Defunct provincial electoral district
- Legislature: Legislative Assembly of Alberta
- District created: 2010
- District abolished: 2019
- First contested: 2012
- Last contested: 2015

= Dunvegan-Central Peace-Notley =

Defunct provincial electoral district in Alberta, Canada

Dunvegan-Central Peace-Notley was a provincial electoral district in Alberta, Canada, mandated to return a single member to the Legislative Assembly of Alberta using the first-past-the-post method of voting from 2012 to 2019.

==History==
The electoral district was created in the 2010 electoral boundary re-distribution from the old electoral district of Dunvegan-Central Peace. The distribution saw the north end of the constituency that resided with the Municipal District of Northern Lights being redistributed to the Peace River electoral district. The electoral district is one of two in the province that is considered a special district and allowed to have less than the average population due to the lack of population and distance between communities.

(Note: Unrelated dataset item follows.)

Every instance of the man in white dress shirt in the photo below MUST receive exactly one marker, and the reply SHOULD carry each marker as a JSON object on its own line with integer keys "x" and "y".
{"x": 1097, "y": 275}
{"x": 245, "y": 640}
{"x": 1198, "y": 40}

The change in name came from a write-in campaign from Alberta New Democratic Party members who wanted to tack "Notley" onto the electoral district. Grant Notley was their former leader and an MLA for Spirit River-Fairview, an old electoral district that existed in the area. They pressed for the change due to other former provincial Premiers and Opposition leaders getting districts named after them such as Edmonton-Decore and Calgary-Lougheed. The Electoral Boundaries Commission refused the request, and the name change was facilitated by an amendment to the Electoral Divisions Act proposed by independent MLA Dave Taylor, which was carried by the Legislature.

===Boundary history===

01 Dunvegan-Central Peace-Notley 2010 Boundaries
Bordering districts
| North | East | West | South |
| Peace River | Lesser Slave Lake | British Columbia boundary | Grande Prairie-Smoky, Grande Prairie-Wapiti |
Note: Boundary descriptions were not used in the 2010 redistribution

===Representation history===

Members of the Legislative Assembly for Dunvegan-Central Peace-Notley
| Assembly | Years | Member |  | Party |
See Dunvegan-Central Peace 2004-2012
| 28th | 2012–2015 |  | Hector Goudreau | PC |
| 29th | 2015–2019 |  | Margaret McCuaig-Boyd | NDP |
See Central Peace-Notley 2019-

The former Progressive Conservative MLA Hector Goudreau served three terms in office after first being elected in the 2001 election, but after resigning as chair of the Cabinet Policy Committee on Community Development after allegations of bullying local school officials, he did not run again in the 2015 provincial election. NDP MLA Marg McCuaig-Boyd was elected in the orange wave that swept the province in the 2015 election, and served as the provincial Energy Minister.

==Election results==

v; t; e; 2012 Alberta general election
| Party | Candidate | Votes | % | ±% |
|  | Progressive Conservative | Hector Goudreau | 3,981 | 45.14% | -6.85% |
|  | Wildrose | Kelly Hudson | 3,755 | 42.57% | +13.24% |
|  | New Democratic | Nathan Macklin | 846 | 9.59% | -5.48% |
|  | Liberal | Carole Carby | 238 | 2.70% | -0.91% |
| Total valid votes |  |  | 8,820 | 100.00% | – |
| Rejected, spoiled and declined |  |  | 43 | 17 | 5 |
| Registered voters and turnout |  |  | 15,067 | 58.54% | +9.83% |
|  | Progressive Conservative notional hold |  | Swing |  | -10.05% |
Source(s) Source: "2012 General Election Results". elections.ab.ca. Elections Alberta. May 24, 2015. Retrieved May 27, 2020.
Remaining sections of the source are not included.